Quando ficou sabendo que Romero iria fazer uma continuação de A Noite dos Mortos-Vivos, o diretor italiano Dario Argento (outro mestre dos zumbis), resolveu se envolver, motivando as habilidades da produção. Despertar dos Mortos cumpre tudo o que uma boa sequência precisa, expande totalmente o universo visto no filme anterior, comentários ácidos, consumismo e capitalismo reinando em um mundo aos pedaços, e ainda é extremamente violento e caprichado no gore. Mesmo existindo centenas de produções sobre zumbis e epidemias generalizadas, esse filme consegue permanecer como ponto de referência a respeito de violência, canibalismo e mensagens sociais.

Peter e Roger, a dupla dinâmica.

Diferente do último capítulo, a produção de Dawn of the Dead contava com recursos aprimorados, mais orçamento e uma equipe exemplar, incluindo o mestre dos efeitos especiais Tom Savini (que em 1990 lançou o ótimo remake de A Noite dos Mortos-Vivos). No enredo, acompanhamos um grupo de sobreviventes que usam um enorme shopping Center como refugiu após ficarem com pouca gasolina no helicóptero, mas acabam precisando lutar pelas suas vidas durante as invasões. O grupo é composto pela dupla Peter (Ken Foree, de O Dentista, 1996) e Roger (Scott Reiniger), apresentados como dois policias carismáticos que se envolvem no apocalipse com frieza. Temos também o casal Stephen (David Emge) e sua esposa Francine (Gaylen Ross), grávida de 4 meses, e com um relacionamento dependente. O grupo acaba se juntando por acaso, e fogem de helicóptero para procurar algum abrigo seguro.
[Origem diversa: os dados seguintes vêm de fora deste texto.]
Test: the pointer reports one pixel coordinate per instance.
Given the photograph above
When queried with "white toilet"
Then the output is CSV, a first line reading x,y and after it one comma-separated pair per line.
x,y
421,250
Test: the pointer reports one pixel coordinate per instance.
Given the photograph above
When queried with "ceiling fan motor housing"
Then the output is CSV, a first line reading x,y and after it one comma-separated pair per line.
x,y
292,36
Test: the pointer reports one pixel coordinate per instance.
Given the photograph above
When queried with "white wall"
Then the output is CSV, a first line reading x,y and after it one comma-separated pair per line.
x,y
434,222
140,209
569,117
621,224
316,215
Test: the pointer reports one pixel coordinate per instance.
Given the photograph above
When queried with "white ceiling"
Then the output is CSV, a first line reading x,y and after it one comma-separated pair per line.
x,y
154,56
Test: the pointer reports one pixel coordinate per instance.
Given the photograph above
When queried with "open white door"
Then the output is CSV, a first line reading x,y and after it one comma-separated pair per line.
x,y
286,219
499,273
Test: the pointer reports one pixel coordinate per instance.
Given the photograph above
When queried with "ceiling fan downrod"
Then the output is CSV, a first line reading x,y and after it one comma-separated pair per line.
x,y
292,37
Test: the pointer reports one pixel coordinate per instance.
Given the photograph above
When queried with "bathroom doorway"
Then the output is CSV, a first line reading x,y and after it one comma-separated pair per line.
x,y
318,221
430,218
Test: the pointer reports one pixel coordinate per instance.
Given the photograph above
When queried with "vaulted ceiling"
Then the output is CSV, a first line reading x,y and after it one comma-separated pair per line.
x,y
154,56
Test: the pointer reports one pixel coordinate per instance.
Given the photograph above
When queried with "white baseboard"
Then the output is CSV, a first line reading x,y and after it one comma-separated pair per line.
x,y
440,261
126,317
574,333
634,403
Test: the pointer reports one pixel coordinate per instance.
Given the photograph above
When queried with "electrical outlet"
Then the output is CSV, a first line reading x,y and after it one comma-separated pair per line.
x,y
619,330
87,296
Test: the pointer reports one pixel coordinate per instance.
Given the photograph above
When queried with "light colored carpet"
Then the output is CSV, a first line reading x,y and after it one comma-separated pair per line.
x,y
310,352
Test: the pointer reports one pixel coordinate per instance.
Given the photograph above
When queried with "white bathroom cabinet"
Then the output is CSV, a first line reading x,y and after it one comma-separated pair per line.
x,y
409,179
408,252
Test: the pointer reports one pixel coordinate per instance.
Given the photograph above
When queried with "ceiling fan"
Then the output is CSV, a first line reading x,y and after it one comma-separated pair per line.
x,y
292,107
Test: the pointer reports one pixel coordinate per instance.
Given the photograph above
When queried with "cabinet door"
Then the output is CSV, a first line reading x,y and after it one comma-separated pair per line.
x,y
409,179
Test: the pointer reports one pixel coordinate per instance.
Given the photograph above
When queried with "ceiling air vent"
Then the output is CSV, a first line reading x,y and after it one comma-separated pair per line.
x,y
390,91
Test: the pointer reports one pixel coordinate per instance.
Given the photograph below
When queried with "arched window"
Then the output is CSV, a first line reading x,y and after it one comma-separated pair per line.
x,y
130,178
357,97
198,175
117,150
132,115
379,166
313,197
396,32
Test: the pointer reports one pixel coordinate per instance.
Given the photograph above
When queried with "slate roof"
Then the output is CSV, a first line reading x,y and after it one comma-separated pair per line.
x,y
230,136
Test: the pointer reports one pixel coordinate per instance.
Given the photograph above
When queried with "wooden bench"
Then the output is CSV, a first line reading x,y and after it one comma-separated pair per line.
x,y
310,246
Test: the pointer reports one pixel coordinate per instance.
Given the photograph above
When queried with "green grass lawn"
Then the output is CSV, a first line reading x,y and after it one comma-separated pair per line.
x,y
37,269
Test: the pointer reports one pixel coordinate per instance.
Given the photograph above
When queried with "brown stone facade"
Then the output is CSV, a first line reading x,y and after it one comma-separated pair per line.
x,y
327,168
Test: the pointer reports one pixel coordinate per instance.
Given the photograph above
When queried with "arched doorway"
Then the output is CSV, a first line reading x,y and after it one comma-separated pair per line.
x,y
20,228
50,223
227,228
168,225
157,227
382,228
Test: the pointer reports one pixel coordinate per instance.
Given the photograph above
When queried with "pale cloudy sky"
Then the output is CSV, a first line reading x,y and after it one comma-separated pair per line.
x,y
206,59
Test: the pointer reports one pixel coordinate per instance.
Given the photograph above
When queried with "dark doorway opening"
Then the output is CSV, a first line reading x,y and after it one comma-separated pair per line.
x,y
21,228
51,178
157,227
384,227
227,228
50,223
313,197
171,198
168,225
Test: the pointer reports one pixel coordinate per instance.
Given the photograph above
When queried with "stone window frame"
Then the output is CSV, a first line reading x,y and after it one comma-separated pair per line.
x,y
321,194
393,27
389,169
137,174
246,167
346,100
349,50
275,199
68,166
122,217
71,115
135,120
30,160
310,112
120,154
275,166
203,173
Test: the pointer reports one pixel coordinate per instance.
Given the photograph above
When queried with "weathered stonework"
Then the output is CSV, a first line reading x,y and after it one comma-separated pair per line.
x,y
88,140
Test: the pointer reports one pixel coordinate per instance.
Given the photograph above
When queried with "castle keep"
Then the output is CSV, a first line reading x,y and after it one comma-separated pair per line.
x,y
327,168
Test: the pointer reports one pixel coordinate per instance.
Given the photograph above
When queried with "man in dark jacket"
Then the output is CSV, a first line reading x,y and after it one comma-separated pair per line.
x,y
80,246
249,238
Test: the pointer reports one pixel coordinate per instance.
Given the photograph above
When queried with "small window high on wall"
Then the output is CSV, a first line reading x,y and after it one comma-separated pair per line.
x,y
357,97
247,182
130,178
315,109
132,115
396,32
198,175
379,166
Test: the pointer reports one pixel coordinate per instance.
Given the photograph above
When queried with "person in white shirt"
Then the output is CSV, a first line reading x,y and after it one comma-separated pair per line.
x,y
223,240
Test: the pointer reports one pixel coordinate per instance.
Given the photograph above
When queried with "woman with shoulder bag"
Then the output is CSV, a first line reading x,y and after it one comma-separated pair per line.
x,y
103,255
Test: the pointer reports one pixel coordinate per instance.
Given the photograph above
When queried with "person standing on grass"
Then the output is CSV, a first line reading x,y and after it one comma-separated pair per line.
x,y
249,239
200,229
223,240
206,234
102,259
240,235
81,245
O filme basicamente começa mostrando a queda da mídia (da televisão), ao acompanharmos um dos últimos programas jornalísticos sendo exibido repleto de confusões. Um homem é entrevistado no estúdio tumultuado, tentando alertar os telespectadores do apocalipse zumbi que se espalha no planeta. A cena já transparece o caos que a humanidade vem rumando, a ética precisando ser derrubada para o bem de todos. O entrevistado implora para que a situação seja tratada com frieza, quem morreu recentemente não pode ter o conforto duvidoso de um velório, precisa ser queimado imediatamente. Independente da moralidade construída durante séculos, os humanos precisão ser frios e destruir os corpos para evitar o alastre da epidemia.

As frases de efeito também são outro ponto forte e frequente: no pôster original, temos a clássica “Quando não houver mais espaço no inferno, os mortos caminharão sobre a Terra”, que também é profetizada pelo policial Peter em um momento da trama. Já durante o filme, ouvimos inúmeras outras, como “Quando os mortos se levantam, senhores, devemos parar a matança ou perderemos a guerra”, em um discurso entre um padre e a polícia, logo após uma chacina acontecer acidentalmente. Em outro momento bastante interessante, ao invadirem o shopping e encontrarem uma legião de zumbis vagando naturalmente pelos corredores, ouvimos Francine perguntando “O que eles vêm fazer aqui?”, “Deve ser o instinto”, Stephen responde.

O amanhecer dos mortos.

Em certa cena, os policiais encontram um grupo de zumbis refugiados em um bloco de apartamentos, todos se alimentando de carne humana. Não se trata desses zumbis recentes que foram padronizados (deteriorados e em estado de decomposição), aqui são pessoas em ótimo estado, exceto pela aparência extremamente pálida e hipnotizante. É como se fosse um grupo de usuários de crack se deliciando com sua prática, nesse caso o canibalismo. Com um drama efetivo da produção, Peter entra e arrebenta a cabeça de cada um com seu revólver, porém cada disparo lhe causa dor profunda, pois em sua consciência está matando um ser humano, e não um zumbi sem sentimentos. A humanidade ainda não havia entendido a dimensão do apocalipse que se arrastava. No fundo, eles ainda tinham esperança.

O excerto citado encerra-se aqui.